Much to the annoyance of others who had participated in the project, the SWP decided to pull the plug on the “Socialist Alliance” so that its members could concentrate on building up and controlling Respect. For a while the strategy of building up Respect as a left-wing alternative to Labour seemed to be working. In the 2004 European Parliament and London Assembly elections Respect polled over a quarter of million votes. Then, in the General Election the following year, Galloway scored a spectacular victory in the Bethnal Green and Bow constituency in the East End of London over the sitting Labour MP, Oona King, becoming the first left-of-Labour MP to be elected at a General Election since 1945.

Galloway’s victory was followed by an equally spectacular breakthrough at local level, when 12 Respect councillors were elected to Tower Hamlets borough council where they became the official opposition to Labour ahead of the Tories and the Liberals. Some on the left saw this as the beginning of an electoral challenge to Labour from the left which could spread. But they overlooked two things. First, that all 12 Respect councillors were of Bangledeshi origin and had been elected, not as leftwingers, but on the basis of Muslim “communalism”, of playing the Muslim card to win the Muslim vote. Second, that not far away in Dagenham there was another spectacular result: the British National Party with 11 councillors emerged as official opposition. Their votes had been obtained by playing the “white working class” and “anti-Muslim” card – and there are more “white workers” in Britain than “Muslims”. What Respect and the SWP were doing was splitting the working class on religious and communalist lines and in effect opening the door for the BNP.

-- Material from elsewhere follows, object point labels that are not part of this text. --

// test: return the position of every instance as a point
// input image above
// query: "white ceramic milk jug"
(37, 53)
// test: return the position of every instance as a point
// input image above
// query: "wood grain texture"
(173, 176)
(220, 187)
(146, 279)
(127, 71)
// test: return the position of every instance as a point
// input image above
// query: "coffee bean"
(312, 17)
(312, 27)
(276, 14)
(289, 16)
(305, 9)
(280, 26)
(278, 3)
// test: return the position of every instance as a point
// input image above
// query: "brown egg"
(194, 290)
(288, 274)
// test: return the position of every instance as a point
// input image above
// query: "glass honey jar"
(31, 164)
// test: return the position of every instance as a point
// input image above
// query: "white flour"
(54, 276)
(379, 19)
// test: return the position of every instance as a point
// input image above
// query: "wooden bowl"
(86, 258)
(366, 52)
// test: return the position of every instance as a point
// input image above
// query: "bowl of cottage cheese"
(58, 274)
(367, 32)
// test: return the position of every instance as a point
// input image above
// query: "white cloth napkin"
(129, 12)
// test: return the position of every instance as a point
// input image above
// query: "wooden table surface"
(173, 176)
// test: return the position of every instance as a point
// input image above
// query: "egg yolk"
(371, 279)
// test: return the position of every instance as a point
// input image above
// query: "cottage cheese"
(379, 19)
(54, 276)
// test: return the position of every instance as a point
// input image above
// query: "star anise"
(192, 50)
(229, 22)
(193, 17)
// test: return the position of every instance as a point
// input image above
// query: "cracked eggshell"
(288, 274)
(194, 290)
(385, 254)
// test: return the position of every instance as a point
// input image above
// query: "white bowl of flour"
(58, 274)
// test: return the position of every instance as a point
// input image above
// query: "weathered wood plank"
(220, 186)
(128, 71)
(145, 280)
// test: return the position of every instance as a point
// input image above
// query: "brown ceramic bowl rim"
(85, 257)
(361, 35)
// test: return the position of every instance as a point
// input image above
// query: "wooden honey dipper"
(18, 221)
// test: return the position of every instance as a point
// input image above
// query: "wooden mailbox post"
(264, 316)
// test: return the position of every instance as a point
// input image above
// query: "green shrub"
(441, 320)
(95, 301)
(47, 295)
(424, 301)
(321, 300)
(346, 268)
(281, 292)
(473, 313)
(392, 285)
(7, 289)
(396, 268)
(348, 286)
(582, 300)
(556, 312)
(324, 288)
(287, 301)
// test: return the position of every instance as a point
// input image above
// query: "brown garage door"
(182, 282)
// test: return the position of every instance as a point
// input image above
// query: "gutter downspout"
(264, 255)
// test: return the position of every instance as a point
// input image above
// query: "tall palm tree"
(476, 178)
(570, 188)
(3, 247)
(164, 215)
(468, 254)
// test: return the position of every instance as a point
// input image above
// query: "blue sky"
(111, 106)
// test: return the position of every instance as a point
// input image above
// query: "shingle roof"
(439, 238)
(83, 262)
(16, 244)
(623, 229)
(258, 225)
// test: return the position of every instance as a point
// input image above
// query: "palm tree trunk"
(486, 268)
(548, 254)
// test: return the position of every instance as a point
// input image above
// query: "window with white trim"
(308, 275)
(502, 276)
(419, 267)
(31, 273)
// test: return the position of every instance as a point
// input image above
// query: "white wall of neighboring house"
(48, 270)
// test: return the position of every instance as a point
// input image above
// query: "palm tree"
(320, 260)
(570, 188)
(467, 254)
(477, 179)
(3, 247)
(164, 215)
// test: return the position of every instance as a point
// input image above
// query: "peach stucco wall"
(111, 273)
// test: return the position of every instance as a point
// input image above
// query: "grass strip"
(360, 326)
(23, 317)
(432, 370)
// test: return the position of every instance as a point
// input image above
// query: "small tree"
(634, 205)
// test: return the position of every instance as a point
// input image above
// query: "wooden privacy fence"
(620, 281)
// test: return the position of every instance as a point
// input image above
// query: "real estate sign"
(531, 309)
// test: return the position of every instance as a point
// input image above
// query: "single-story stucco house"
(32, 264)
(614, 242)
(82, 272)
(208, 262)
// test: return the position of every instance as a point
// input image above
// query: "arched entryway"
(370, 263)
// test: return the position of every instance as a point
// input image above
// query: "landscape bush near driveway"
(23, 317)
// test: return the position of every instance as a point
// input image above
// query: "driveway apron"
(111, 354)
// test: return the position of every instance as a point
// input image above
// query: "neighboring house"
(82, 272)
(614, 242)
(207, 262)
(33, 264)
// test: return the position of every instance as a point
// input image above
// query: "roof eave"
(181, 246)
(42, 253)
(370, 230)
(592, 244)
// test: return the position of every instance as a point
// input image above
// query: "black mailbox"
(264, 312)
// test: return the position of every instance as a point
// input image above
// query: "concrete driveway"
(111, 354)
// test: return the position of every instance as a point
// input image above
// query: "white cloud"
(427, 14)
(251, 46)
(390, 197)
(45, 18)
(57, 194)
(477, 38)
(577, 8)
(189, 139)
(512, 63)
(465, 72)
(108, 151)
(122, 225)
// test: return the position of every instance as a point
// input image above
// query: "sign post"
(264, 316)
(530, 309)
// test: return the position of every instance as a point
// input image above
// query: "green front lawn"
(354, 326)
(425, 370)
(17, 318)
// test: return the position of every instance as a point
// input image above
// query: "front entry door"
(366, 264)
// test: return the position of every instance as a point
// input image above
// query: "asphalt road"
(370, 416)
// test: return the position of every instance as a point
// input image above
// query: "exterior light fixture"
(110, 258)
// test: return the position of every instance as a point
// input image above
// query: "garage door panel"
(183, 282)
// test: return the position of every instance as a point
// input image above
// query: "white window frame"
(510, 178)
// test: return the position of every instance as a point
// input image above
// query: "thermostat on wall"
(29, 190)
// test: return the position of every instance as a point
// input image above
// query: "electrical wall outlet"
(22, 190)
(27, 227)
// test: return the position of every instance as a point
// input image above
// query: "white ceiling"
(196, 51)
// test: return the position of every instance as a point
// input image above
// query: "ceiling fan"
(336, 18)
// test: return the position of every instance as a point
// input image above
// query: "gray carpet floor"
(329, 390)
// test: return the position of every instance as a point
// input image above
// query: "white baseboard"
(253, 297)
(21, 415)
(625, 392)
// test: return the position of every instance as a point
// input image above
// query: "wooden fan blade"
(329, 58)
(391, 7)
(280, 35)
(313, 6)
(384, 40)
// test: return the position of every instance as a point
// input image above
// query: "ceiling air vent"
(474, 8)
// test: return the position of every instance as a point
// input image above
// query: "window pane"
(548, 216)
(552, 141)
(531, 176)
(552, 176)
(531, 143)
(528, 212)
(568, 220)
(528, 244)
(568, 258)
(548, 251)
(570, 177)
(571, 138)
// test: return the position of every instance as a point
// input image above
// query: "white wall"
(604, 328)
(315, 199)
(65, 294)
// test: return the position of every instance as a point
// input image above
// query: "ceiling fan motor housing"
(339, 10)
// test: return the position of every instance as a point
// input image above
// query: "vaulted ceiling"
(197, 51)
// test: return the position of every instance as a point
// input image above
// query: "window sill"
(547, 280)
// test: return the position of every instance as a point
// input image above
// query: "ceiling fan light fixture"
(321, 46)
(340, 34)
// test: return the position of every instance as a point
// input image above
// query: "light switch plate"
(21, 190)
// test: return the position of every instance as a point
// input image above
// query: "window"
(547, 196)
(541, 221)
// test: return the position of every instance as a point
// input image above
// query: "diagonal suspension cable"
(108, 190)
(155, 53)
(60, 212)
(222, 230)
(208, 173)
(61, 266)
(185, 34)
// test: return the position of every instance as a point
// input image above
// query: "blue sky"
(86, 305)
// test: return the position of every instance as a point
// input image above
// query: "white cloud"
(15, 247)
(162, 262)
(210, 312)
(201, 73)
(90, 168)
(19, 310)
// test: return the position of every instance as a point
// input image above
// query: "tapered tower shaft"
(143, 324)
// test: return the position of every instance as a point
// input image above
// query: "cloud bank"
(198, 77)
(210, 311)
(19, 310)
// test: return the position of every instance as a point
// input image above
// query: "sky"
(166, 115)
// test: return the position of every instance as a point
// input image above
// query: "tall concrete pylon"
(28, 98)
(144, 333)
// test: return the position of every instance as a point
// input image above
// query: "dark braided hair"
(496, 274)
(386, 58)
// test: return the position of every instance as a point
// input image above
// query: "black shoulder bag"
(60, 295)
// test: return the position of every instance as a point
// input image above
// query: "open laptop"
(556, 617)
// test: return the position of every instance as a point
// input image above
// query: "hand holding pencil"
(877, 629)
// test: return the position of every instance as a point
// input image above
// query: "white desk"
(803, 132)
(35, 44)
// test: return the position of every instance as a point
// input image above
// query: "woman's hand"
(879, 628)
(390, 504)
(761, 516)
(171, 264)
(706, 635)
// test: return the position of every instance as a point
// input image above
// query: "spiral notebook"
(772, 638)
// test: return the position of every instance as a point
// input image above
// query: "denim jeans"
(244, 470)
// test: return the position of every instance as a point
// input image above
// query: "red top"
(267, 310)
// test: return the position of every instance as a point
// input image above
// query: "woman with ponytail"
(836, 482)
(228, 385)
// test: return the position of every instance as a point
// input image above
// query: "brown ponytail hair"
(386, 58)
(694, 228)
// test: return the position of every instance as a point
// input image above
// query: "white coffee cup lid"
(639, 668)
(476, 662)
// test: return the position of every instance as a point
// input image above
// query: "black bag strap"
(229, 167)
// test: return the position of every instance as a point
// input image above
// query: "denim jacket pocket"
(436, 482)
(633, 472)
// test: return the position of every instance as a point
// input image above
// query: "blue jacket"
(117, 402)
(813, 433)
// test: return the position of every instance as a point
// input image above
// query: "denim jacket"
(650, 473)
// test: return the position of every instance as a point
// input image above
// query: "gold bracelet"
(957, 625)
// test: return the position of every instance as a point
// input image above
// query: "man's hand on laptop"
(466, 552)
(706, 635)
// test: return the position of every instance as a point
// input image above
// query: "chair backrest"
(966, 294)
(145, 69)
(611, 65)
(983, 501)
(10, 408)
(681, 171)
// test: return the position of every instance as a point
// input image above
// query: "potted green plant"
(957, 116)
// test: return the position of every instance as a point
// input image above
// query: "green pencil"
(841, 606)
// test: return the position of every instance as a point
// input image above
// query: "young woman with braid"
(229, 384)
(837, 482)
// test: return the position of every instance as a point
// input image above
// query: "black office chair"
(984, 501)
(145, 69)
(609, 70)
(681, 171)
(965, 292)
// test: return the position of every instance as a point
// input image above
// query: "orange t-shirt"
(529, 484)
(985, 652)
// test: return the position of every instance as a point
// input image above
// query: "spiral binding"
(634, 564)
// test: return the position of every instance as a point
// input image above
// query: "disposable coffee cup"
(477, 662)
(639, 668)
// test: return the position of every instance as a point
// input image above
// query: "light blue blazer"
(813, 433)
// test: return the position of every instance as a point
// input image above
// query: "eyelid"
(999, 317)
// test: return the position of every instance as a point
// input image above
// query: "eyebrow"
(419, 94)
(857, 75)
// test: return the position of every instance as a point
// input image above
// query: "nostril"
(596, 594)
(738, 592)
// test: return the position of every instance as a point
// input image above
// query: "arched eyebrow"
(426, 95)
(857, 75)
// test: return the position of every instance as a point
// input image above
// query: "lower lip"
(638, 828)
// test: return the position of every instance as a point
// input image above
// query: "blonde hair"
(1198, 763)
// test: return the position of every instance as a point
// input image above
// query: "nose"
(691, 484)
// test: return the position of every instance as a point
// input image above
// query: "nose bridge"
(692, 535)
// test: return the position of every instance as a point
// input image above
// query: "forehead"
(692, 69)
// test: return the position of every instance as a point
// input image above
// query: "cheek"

Now the whole thing has blown up in their face. In September Galloway issued a circular denouncing the SWP’s stranglehold on Respect. He and his supporters began to organise to put the SWP in its place. The SWP responded by expelling some of its members who refused to break with Galloway and then provoking a split in Respect.

At local level, in Tower Hamlets, this took the form of four councillors breaking away from the Respect group and forming a new “Respect (Independent)” group on the council. Their leader was Councillor Oliur Rahman who, as Respect candidate in Poplar and Canning Town at the 2005 General Election, had come third, polling a respectable 6573 votes or 17 percent. According to the local paper, their press conference on 29 October to announce the breakaway “was overseen by John Rees, the main man in the Socialist Workers Party and still currently the national secretary of Respect” (East London Advertiser, 1 November).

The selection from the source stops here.